Research suggests that emotions can have a significant impact on the behaviour of individuals. This is also true for the investors making their decisions in the highly volatile stock market. Currently, AI companies put more effort into using sentiment analysis to predict the movement of shares. Among other things, blogs are one of the right places for determining how traders and investors feel about publicly traded companies.
Stock sentiment analysis employs Natural Language Processing (NLP) for splitting the phrases, sentences, or entire passages of text into three classes labelled as Positive, Neutral and Negative. When coupled with Machine Learning (ML), NLP enables extracting sentiment from a large number of blogs in real-time.
Stock market and sentiment analysis
Predicting stock market price movements has always been a great challenge. A number of factors influence prices and investors seek alternative data sources to gain the edge over other traders.
This scientific paper tries to predict the close price of companies based on the wisdom of crowds extracted from various blog posts. Blogs with a big enough following tend to shape the opinion of the crowd.
The model in this work manages to achieve 84% accuracy in predicting price movements correctly, which is surprisingly good. Let’s dive into the details of this paper.
The rise of the Internet and Big Data
Rise of the Internet started an influx of social media and blogs. First time in the history of mankind every single investor could share their opinions with millions of other investors.
A similar study indicates that a sentiment analysis based model had a 69.09% accuracy in predicting Shanghai Composite Index price using a popular Chinese financial microblog.
Another study back in 2007, conducted by The Wall Street Journal found a clear link between long-term stock market returns and media sentiment. The author came to the conclusion that a negative sentiment by the media correlates with a downward trend in a broader stock market.
How does it work?
This publication analyzes how sentiment influences prices in 39 banks listed on the National Stock Exchange of India. Data was collected from the blog http://www.mmb.moneycontrol.com/ with these key attributes: blog posts, stock price, number of messages.

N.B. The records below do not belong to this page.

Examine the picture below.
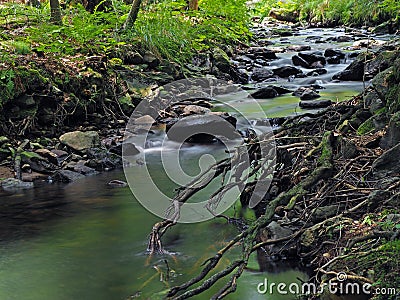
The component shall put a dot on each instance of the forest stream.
(87, 240)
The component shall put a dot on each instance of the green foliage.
(21, 47)
(169, 31)
(165, 28)
(81, 32)
(360, 12)
(6, 85)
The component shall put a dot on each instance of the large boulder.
(80, 141)
(12, 184)
(202, 128)
(329, 52)
(312, 57)
(287, 71)
(265, 93)
(67, 176)
(354, 71)
(261, 74)
(298, 61)
(221, 60)
(314, 104)
(261, 52)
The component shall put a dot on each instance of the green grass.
(165, 28)
(352, 12)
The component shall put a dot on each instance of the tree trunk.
(194, 5)
(133, 13)
(55, 12)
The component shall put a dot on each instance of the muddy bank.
(62, 119)
(333, 202)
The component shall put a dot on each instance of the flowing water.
(86, 240)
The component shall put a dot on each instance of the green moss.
(380, 111)
(115, 62)
(366, 127)
(282, 32)
(326, 152)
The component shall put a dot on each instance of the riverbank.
(335, 198)
(333, 204)
(46, 96)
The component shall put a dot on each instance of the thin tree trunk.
(55, 12)
(133, 13)
(194, 5)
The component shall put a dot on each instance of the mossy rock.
(382, 82)
(221, 60)
(282, 31)
(17, 81)
(366, 127)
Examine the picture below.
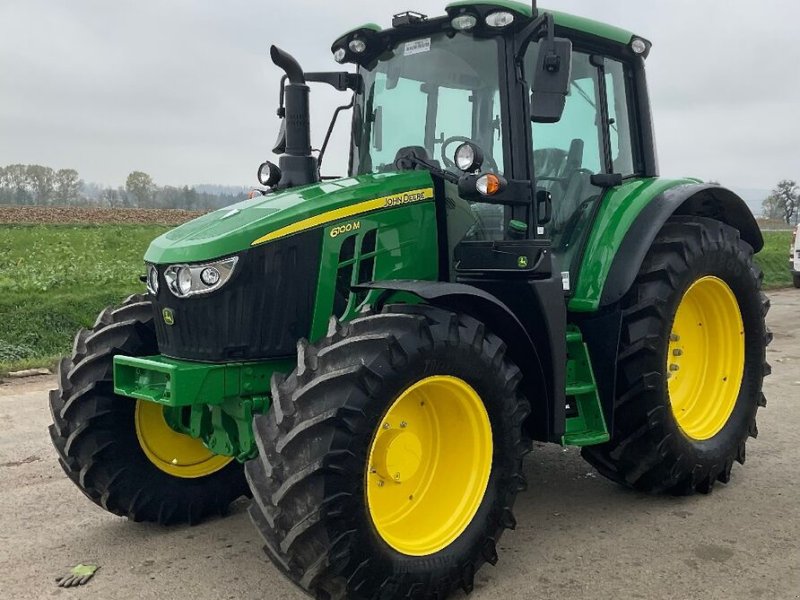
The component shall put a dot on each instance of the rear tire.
(655, 448)
(95, 431)
(312, 478)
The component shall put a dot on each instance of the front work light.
(464, 22)
(489, 184)
(152, 280)
(192, 280)
(357, 46)
(500, 19)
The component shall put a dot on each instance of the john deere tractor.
(370, 357)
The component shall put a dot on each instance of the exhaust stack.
(297, 165)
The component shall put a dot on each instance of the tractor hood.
(238, 227)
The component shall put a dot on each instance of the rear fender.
(699, 200)
(628, 221)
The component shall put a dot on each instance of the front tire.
(691, 362)
(412, 407)
(120, 452)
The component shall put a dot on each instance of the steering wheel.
(448, 162)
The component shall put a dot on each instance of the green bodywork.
(216, 402)
(562, 19)
(588, 426)
(212, 402)
(617, 212)
(234, 228)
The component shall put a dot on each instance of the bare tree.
(42, 181)
(141, 188)
(783, 202)
(67, 186)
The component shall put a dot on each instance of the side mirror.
(280, 143)
(551, 80)
(377, 129)
(269, 174)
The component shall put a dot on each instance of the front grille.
(259, 314)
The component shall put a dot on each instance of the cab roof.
(562, 19)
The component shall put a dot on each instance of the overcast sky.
(184, 89)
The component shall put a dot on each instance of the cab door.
(593, 138)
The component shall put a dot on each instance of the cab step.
(586, 425)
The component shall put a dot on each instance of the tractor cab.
(490, 89)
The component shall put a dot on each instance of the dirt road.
(579, 536)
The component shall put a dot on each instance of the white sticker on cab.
(418, 47)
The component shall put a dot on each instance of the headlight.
(500, 19)
(193, 280)
(152, 280)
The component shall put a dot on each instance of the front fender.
(543, 388)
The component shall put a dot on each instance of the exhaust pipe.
(297, 165)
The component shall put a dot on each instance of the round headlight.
(468, 157)
(184, 280)
(152, 280)
(500, 19)
(639, 46)
(464, 22)
(357, 46)
(209, 276)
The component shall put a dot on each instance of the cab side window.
(620, 132)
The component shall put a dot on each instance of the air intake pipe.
(298, 166)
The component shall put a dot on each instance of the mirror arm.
(330, 129)
(533, 32)
(282, 97)
(341, 80)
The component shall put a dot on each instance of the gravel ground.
(579, 536)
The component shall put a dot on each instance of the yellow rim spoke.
(174, 453)
(429, 465)
(705, 358)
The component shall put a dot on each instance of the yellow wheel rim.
(705, 361)
(429, 465)
(174, 453)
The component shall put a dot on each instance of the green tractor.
(370, 357)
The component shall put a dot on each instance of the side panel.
(617, 212)
(399, 243)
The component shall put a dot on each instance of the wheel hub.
(174, 453)
(398, 455)
(429, 465)
(705, 358)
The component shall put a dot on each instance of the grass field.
(55, 279)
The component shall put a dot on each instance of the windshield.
(432, 93)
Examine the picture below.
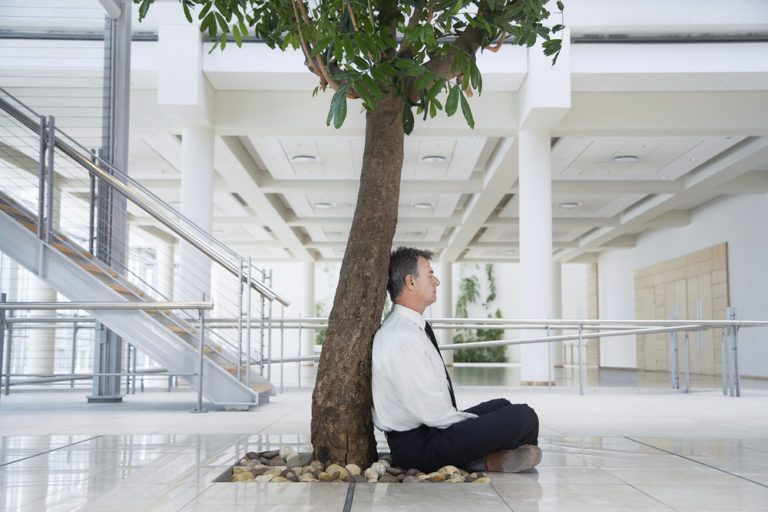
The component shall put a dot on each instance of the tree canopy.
(417, 49)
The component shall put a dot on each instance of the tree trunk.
(342, 423)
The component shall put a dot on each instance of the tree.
(395, 57)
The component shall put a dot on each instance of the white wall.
(737, 220)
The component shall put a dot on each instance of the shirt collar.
(410, 314)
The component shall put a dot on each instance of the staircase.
(171, 339)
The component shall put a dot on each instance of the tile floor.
(605, 451)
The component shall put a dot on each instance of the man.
(413, 400)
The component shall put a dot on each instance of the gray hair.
(403, 261)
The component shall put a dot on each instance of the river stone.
(434, 477)
(260, 470)
(286, 452)
(379, 468)
(448, 470)
(299, 460)
(386, 478)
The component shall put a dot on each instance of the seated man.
(413, 400)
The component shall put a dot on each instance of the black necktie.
(431, 335)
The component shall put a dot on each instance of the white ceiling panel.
(657, 158)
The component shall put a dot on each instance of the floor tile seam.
(501, 497)
(654, 498)
(700, 463)
(51, 450)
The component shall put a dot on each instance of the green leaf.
(338, 110)
(237, 35)
(187, 14)
(452, 103)
(466, 110)
(407, 118)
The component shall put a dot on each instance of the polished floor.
(636, 450)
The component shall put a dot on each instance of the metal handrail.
(20, 306)
(139, 195)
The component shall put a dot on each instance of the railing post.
(49, 176)
(301, 324)
(248, 331)
(201, 356)
(2, 335)
(723, 361)
(240, 321)
(687, 365)
(282, 343)
(92, 207)
(675, 361)
(269, 333)
(261, 329)
(74, 352)
(735, 380)
(581, 346)
(549, 357)
(8, 353)
(41, 177)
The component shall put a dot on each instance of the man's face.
(425, 284)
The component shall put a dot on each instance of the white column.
(557, 311)
(164, 258)
(41, 343)
(536, 271)
(308, 310)
(194, 276)
(445, 303)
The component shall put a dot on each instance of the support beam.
(238, 168)
(499, 177)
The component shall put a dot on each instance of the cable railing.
(5, 307)
(60, 187)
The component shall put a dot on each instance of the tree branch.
(317, 64)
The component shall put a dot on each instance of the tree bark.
(342, 422)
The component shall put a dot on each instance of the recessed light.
(433, 159)
(304, 158)
(625, 159)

The pipeline of the paper consists of these steps:
- Collect blog posts.
- Clean and preprocess data.
- Perform tokenization, parsing, lemmatization where necessary.
- Find communities that relate to a specific stock (company).
- Perform sentiment analysis in every single post.
- Assign +1 or +2 for different levels of positive sentiment.
- Conversely, assign -1 or -2 for various levels of negative sentiment.
- Track words that have strong sentiment like “buy”, “sell”, “plunges”, etc.
- The sum of all scores is the overall sentiment score
The proposed model is rather simple: if the overall sentiment score is positive – we should match with the higher stock price and, on the other hand, if the price goes down during a day, the overall sentiment score is expected to be negative.
When tested on 62 trading days, whilst the National Stock Exchange was open for trading, the model was correct 84% of the time.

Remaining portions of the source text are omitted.